The Irish Workers' Voice
- Type: Weekly political newspaper
- Publisher: Revolutionary Workers' Groups (1931–1933) Communist Party of Ireland (1933–1941) Irish Workers' League (1949–1970) Communist Party of Ireland (1970–2003)
- Founded: 1931
- Language: English, Irish
- Circulation: Unknown

= The Irish Workers' Voice =

Official newspaper of the CPI

The Irish Worker's Voice is an official newspaper of the Communist Party of Ireland (CPI). The paper is published weekly on and off by the various guises under which the Communist party of Ireland was constituted. The first issue was on the 4th of April 1931 initially published by the Revolutionary Workers' Groups and edited by Tom Bell, the paper was relaunched when the W. T. Cosgrave government fell in March 1932, with Brian O'Neill as editor. The paper became the publication of the Communist Party of Ireland founded in 1933. The paper was named the Irish Workers' Voice to distinguish it from Jim Larkin's The Irish Worker.
The Irish Worker along with other left wing and republican newspapers were banned in Northern Ireland in 1940.

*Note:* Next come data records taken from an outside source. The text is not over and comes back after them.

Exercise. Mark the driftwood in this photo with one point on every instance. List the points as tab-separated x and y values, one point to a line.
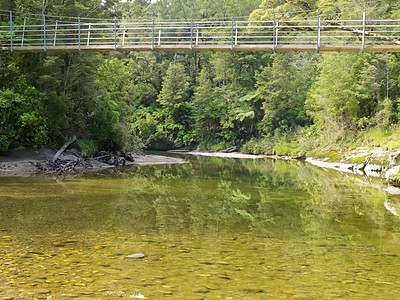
67	166
61	167
65	146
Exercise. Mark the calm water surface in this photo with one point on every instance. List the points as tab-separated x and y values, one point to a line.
210	229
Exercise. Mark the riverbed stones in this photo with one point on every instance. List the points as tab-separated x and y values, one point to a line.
136	255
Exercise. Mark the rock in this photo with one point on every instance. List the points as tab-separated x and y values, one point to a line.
136	255
373	170
392	171
359	167
229	150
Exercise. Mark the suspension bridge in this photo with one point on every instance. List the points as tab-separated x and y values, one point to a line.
279	33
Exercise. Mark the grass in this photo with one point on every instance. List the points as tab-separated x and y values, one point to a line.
309	143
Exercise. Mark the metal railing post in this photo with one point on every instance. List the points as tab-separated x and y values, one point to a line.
55	34
23	33
12	49
115	33
88	41
232	35
123	35
191	34
159	36
319	31
79	33
236	35
273	35
152	37
44	32
364	21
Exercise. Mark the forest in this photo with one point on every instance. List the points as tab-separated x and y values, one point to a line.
261	102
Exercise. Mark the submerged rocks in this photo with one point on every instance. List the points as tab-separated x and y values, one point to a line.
136	255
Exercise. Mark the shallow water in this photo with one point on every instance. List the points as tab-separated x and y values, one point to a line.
210	229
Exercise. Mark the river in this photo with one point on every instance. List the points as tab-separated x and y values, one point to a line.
213	228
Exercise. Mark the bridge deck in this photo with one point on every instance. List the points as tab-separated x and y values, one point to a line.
178	48
241	34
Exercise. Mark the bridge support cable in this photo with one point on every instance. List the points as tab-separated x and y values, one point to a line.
159	36
236	35
152	36
88	39
115	34
44	33
12	49
273	35
364	21
319	31
55	34
23	33
191	34
197	35
79	33
232	35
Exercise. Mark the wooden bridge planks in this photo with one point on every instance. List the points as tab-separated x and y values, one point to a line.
178	48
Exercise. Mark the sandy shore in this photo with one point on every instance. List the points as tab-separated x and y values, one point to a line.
21	163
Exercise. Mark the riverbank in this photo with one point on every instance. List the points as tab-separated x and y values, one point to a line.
24	163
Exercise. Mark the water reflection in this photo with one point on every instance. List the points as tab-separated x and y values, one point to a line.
210	229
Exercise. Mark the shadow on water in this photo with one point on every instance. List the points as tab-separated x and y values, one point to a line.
212	228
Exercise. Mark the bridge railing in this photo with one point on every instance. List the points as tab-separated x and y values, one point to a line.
318	31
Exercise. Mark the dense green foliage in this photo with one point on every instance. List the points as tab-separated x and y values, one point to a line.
285	103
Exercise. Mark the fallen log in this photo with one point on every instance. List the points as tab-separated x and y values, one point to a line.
65	146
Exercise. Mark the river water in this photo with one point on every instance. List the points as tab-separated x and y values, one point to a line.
210	229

In 1941, The Irish Workers' Voice was edited by O'Neill, but the paper folded that year when the Communist Party of Ireland split and ceased to function, as the Soviet Union came into the Second World War.

In 1949 following re-establishment of the Communist party as the Irish Workers' League (IWL) the paper was relaunched.

Following the merger of the IWL and the Communist Party of Northern Ireland the paper continued as the publication of the southern party in Dublin while Unity was published by the Belfast office.

In 2003 the Communist Party of Ireland launched the Socialist Voice as a monthly publication of the party from Dublin.